In a seismic change to its evidentiary jurisprudence, New York recently enacted legislation that significantly broadens the admissibility of statements made by a party’s agent or employee.

Until now, New York’s Civil Practice Law and Rules (“CPLR”) had an oft-maligned (or, perhaps sometimes celebrated) quirk—statements of a party’s agent or employee were inadmissible as hearsay unless made by someone with actual authority to speak on behalf of the party. This was in stark contrast to the Federal Rules of Evidence, which require only that the employee or agent be speaking “on a matter within the scope of that relationship and while it existed.”

After applying its strict admissibility standard for over a century, New York apparently decided it was time for a change.  By request of the Chief Administrative Judge upon recommendation of the Advisory Committee on Civil Practice, New York State Senate Bill S7093 in effect conformed New York’s hearsay standard to its federal counterpart. In particular, the new CPLR § 4549 exempts from hearsay a statement offered against an opposing party if made by “the opposing party’s agent or employee on a matter within the scope of that relationship and during the existence of that relationship.”

As noted in the Bill’s Sponsor Memo, courts applying the former standard, practically speaking, would not admit agent or employee statements into evidence unless made by someone in the upper echelons of management. As a consequence, potentially dispositive evidence was sometimes discarded. The Sponsor Memo gave two noteworthy examples:

In a mid-twentieth century negligence case, Schner v. Simpson, an employee-driver’s statement “I am sorry that I knocked you down, but I think you will be able to get up” was ruled inadmissible. Although it related to the accident at issue and was made in the scope of the driver’s employment, the court ruled that “[g]enerally speaking, employment does not carry authority to make either declarations or admissions.”

Similarly, in a more recent negligence case, Races v. Home, related to a fall allegedly caused by a defective railing, the court ruled inadmissible a maintenance worker’s statement “this is the third time that I fixed this railing and I’m getting sick of it!” This, too, was ruled inadmissible hearsay because the maintenance worker did not have the requisite authority.

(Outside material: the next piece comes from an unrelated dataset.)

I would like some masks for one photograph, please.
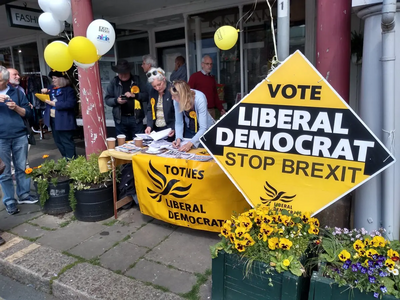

According to the Sponsor Memo, these types of statements, in general, should now be admissible. Employers in particular should be mindful of the impact of this new rule. No longer are rank-and-file employee discussions off limits in a litigation—all employees now have the capacity to make potentially case-determinative admissions.

CPLR § 4549 is now effective and applicable to all actions filed in New York state court.